The zoo began charging admission for out-of-town adults in 2010 for the first time in decades.
Supporters say the fee increases are appropriate after a series of improvements to the 5-acre zoo at Gary Avenue and Jewell Road, including a new bobcat exhibit funded by the Cosley Foundation and a state matching grant. Unveiled in September, the enclosure marked the zoo's first new wildlife exhibit since the late 1990s.
Without the additional charges, zoo officials say the facility would face a steeper deficit. Cosley already is projected to finish 2012 with an estimated $28,000 deficit, down from a $57,000 shortfall in 2011.
But Commissioner Phil Luetkehans, who opposed the new fees, raised concerns about their possible impact on attendance. Zoo Director Susan Wahlgren said her staff did not conduct a formal market survey.
"I've always been for sustainability of this project," Luetkehans said. "I've always been 'yes,' we should charge somewhat, but I think we're just saying, 'OK, let's do $2,' and we don't know what the effect is going to be."
If the increases turn off potential visitors, board President John Kelly said he would consider scaling them back. He also said he would oppose annual fee hikes.
The new fees are expected to generate roughly $75,000 annually. Officials estimate 74 percent of the zoo's roughly 114,000 visitors from March to November 2011 came from outside Wheaton.
Staff members asked to bump up the cost of admission for several reasons. For one, the zoo's fees lag behind other similar small, accredited zoos. For another, the Cosley Foundation, the zoo's fundraising arm, is slashing support of the zoo's operating expenses by $50,000 for 2013.

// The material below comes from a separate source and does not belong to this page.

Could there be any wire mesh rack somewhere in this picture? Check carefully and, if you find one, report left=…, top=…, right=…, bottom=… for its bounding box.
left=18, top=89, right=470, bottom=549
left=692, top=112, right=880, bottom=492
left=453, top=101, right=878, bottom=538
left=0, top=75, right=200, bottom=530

Park district Executive Director Mike Benard said the nonprofit organization has assisted with operating expenses over the past several years, but that support was never meant to be permanent.
"The primary reason for the existence of the foundation is to raise money for capital improvements (and) exhibit development," he said.
Wahlgren said Friday the zoo is not losing money from the foundation.
"It's just being put back to other projects instead of through operations," Wahlgren said. "Their function is to raise money for capital projects. They were just kind of helping us out as we were becoming a little more sustainable and efficient."
Still, the move "puts a little more burden on us for operations," Wahlgren said.
The director said admission fees are the zoo's second largest source of revenue after tax support.
"We're still trying to honor the taxpayers of Wheaton by not charging them," she said.